Monday, April 7, 2014

THE OLD DARK HOUSE (1932)

Before we see anything else in THE OLD DARK HOUSE, we see this:


And why not?  Karloff was a big draw at this point and you can't fault a film for exploiting its most exploitable elements.  But that card does mislead a little in that it makes you expect a movie that orbits around KARLOFF THE MAD BUTLER~.  What we really get is a solid ensemble piece in which Karloff is fun, but not any more important than CHARLES LAUGHTON THE PORTLY BRITISH CAPITALIST~ or other members of the cast.  Karloff is pretty dreamy here, excelling at another speechless role, but he's working as part of a unit here.


Three people break down in muddy puddles after a rock slide.  They trudge on over to the nearest house, which houses shriekingly religious Rebecca Femm and her cadaverous and potato-loving brother Horace.  More folks arrive, romance is kindled, and the old dark house reveals its secrets, including murder, arson, and withered old bedridden men.  I feel like I should discuss why I think OLD DARK HOUSE qualifies for inclusion on this blog, but the movie that almost took its spot, DOCTOR X, does not.
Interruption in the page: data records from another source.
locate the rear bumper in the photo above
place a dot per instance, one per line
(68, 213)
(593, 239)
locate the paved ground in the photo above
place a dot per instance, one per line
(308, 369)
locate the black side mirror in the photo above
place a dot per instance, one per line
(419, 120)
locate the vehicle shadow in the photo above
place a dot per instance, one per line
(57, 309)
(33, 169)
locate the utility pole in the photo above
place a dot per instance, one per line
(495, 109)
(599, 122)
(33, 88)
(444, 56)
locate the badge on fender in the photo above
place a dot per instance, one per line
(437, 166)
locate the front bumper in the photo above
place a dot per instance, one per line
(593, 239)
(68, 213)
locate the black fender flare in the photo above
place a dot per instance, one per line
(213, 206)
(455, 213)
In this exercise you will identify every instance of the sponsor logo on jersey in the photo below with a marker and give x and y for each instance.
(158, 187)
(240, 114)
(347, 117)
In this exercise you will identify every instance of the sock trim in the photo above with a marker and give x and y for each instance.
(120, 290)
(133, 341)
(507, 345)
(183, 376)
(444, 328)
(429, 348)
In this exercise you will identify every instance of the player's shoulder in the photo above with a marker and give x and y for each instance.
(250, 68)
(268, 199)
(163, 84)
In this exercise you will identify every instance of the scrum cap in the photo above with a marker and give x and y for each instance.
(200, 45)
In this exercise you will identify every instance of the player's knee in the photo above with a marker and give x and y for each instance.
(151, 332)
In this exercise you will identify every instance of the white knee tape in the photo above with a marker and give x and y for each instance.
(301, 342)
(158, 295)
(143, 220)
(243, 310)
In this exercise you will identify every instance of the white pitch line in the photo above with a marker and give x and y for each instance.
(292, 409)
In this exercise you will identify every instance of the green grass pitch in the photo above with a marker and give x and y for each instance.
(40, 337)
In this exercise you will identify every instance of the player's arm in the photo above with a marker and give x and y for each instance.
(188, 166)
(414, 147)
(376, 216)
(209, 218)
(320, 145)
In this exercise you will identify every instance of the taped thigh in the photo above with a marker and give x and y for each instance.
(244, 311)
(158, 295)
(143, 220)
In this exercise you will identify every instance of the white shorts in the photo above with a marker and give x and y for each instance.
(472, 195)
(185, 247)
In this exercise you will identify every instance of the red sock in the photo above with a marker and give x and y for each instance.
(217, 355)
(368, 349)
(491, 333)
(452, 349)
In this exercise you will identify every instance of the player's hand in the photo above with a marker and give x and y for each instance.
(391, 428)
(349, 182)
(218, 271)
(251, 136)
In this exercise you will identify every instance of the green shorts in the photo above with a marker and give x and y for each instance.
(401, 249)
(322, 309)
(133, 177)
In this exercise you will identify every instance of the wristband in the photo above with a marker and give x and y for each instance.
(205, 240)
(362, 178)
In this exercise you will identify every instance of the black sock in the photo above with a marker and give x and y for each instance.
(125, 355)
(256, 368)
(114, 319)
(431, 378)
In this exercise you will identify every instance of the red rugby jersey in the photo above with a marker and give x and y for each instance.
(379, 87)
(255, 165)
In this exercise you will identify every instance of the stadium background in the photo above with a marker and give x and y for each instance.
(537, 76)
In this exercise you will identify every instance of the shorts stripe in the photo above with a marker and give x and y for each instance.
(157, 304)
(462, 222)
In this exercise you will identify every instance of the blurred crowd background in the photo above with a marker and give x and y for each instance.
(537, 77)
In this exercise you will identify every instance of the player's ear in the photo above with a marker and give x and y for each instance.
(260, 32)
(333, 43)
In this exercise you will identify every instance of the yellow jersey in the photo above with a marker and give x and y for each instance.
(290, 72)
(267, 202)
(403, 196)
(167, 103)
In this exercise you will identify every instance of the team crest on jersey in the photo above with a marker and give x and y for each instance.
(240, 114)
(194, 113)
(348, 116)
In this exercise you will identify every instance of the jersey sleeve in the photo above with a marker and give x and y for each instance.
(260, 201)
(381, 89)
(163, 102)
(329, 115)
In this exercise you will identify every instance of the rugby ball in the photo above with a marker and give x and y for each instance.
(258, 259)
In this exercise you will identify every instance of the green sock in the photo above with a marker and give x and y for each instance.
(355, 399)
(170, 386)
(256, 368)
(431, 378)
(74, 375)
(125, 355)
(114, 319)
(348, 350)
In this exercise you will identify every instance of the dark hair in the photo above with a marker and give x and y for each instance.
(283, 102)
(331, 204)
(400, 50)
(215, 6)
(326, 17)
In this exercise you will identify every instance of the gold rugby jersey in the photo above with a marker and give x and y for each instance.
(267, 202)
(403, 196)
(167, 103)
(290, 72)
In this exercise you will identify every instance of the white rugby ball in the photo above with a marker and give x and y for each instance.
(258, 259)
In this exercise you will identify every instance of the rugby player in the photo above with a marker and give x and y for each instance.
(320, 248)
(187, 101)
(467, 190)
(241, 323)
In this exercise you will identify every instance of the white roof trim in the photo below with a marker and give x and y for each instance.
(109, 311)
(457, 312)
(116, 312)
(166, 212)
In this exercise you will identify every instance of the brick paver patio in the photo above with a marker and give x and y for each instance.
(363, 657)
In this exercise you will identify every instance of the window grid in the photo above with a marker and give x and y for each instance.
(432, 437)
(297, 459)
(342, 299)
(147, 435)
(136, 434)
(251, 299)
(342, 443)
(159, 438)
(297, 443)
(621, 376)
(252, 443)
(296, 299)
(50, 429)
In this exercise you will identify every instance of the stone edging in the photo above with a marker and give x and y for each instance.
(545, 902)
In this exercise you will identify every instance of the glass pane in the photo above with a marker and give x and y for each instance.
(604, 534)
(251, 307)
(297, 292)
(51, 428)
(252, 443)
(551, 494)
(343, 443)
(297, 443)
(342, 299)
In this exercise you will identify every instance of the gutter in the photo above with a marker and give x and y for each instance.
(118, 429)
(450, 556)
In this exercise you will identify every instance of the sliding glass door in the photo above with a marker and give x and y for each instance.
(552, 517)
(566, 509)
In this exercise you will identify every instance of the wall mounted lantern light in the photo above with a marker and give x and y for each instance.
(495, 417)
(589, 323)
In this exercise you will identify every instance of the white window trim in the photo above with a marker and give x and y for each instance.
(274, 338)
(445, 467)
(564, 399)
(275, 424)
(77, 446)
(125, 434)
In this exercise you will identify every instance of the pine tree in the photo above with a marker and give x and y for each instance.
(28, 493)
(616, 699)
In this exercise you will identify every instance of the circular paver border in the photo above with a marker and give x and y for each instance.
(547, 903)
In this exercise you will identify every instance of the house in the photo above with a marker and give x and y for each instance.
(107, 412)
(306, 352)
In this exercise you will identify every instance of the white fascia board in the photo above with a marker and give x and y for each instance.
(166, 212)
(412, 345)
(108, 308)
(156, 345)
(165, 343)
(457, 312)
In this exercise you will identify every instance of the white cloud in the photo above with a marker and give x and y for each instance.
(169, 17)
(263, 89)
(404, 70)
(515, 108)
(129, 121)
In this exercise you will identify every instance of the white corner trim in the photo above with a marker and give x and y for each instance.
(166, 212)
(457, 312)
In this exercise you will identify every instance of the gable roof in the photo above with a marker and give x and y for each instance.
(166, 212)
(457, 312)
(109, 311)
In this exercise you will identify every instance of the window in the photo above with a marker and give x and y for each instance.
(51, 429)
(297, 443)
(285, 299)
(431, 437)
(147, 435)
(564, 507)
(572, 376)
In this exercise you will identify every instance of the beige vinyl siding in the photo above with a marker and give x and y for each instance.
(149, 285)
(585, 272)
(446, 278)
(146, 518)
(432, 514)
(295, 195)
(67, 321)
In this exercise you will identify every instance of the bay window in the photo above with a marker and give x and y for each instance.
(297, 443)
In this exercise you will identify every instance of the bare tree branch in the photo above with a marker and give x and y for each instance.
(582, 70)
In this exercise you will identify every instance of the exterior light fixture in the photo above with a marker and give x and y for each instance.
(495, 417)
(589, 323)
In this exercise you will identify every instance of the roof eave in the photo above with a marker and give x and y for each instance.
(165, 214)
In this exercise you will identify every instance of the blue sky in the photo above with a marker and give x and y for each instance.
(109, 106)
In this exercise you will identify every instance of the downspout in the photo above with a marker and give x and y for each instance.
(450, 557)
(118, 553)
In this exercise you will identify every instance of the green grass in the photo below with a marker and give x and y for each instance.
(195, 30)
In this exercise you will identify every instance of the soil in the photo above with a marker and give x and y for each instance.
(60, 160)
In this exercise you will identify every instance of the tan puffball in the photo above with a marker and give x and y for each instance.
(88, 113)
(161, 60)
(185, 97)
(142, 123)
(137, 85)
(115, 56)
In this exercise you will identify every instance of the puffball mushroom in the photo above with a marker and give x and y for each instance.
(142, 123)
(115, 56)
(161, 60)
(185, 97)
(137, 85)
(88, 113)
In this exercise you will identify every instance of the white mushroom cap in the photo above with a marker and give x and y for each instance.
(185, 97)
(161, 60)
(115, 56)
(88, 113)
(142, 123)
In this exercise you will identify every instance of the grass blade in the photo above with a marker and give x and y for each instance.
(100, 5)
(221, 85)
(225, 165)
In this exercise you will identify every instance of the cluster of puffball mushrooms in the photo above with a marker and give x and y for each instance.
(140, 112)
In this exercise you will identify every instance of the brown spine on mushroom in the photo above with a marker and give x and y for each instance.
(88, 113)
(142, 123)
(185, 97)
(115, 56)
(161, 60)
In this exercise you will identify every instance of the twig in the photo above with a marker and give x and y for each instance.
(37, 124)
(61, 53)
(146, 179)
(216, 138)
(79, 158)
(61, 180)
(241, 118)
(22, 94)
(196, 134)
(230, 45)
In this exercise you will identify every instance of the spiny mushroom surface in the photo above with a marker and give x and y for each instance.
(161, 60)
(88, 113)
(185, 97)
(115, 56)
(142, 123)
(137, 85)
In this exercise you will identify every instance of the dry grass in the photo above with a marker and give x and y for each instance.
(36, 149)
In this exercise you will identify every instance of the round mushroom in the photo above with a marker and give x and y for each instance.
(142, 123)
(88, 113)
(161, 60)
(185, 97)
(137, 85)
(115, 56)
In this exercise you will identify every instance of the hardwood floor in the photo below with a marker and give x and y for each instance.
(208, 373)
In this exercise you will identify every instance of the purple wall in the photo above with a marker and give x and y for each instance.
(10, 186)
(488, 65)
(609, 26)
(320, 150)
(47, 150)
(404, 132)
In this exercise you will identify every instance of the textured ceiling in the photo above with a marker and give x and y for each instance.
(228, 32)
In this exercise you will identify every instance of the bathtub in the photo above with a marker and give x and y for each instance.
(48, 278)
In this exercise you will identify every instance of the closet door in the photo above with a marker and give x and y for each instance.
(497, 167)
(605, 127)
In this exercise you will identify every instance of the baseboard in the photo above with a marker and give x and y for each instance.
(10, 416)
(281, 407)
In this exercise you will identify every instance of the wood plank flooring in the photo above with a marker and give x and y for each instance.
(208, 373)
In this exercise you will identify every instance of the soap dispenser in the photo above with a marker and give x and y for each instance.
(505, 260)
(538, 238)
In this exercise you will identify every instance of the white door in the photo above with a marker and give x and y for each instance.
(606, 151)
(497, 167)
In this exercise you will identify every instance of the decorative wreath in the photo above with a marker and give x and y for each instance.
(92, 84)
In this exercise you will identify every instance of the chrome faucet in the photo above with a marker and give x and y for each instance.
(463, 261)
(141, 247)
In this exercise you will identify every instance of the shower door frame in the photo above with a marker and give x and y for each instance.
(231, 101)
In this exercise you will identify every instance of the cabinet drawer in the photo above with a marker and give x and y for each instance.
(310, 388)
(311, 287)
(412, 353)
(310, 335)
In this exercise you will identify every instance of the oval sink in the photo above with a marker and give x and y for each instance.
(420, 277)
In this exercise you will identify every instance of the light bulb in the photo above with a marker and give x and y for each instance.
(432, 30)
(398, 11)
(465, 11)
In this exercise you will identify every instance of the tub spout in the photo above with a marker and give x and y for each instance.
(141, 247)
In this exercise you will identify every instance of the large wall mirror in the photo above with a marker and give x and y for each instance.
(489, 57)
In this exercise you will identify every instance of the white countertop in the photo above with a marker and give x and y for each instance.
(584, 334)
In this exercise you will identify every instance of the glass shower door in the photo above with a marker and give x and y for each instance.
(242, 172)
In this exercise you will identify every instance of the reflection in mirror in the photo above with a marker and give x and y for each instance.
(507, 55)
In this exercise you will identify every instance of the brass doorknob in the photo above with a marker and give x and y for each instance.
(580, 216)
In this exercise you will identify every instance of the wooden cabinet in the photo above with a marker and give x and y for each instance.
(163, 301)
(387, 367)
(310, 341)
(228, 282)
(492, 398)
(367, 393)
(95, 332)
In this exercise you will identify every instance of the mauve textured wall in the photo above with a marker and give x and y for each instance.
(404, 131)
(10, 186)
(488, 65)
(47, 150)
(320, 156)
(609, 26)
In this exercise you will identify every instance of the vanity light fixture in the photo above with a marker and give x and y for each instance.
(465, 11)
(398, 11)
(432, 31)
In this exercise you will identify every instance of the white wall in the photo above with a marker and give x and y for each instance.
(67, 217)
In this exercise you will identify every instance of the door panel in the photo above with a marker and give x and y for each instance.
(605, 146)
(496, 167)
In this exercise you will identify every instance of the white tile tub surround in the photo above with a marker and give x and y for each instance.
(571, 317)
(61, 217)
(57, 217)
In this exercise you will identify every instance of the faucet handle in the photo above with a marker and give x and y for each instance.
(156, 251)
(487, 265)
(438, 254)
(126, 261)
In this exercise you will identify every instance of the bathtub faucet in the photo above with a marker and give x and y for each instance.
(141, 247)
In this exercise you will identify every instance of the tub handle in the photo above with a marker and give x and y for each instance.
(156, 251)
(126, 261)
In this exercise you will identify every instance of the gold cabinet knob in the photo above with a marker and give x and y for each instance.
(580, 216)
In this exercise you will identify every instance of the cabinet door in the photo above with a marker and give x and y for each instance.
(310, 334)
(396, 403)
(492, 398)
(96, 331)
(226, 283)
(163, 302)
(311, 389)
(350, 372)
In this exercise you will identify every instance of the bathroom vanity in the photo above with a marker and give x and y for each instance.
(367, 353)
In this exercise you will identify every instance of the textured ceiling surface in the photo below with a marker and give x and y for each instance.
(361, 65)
So this is not strictly an unadulterated horror film.  There's romance, as stated, and comedy of the Addams Family type.  But OLD DARK HOUSE meets my standards, since at least a plurality of it is devoted to frightening the audience or delving into the macabre.  I watched DOCTOR X and it had some horror, but the horror was there mostly to steer the movie into moar wacky dialogue and such.  OLD DARK HOUSE is clearly constructing suspense for its own sake, not as a springboard for lesser things.  And even the comedy here has a ghoulish tint, like Eva Moore going on a tirade about flesh rotting while poor Gloria Stuart is just trying to change out of her wet clothes.  It's not positively goofy like lots of misguided comedy-horror; if anything, all the humor here has a very dark tinge and some of it isn't immediately recognizable as joke content at all.


James Whale basically did the same thing with FRANKENSTEIN, which isn't regarded as a laugh-a-minute rib-tickler, but has plenty of gallows humor if watched with the right eye.  That same style gets pressed to the fore in OLD DARK HOUSE, but without being counterbalanced by sad old drowning-kid scenes.  There are undoubtedly better experts out there than me, but I view the "old dark house" style as, essentially, fun horror (not wacky/goofy horror).  The situations and revelations are ridiculous, the characters are unbelievable, and everything proceeds like a light stage play about murder and madness.


This movie is helped by wise direction and an incredible cast.  There's not a weak performance here, but give special consideration to Elspeth Dudgeon and her TCM's Grandpa-style turn as the Femm family's patriarch.  Yes, that is a woman down there, you were bound to see such things on the Internet eventually.  Also noteworthy are Brember Wills as Saul, who is so crazy that he only escapes the attic during the film's final wind-down, and Melvyn Douglas as Penderel, the dashing male lead.


I still think FREAKS is the best horror flick of 1932 (so far), but THE OLD DARK HOUSE certainly adds to the argument that '32 was a great year for the genre.  It has admirable goals and accomplishes them in an entertaining way.  Good times all around.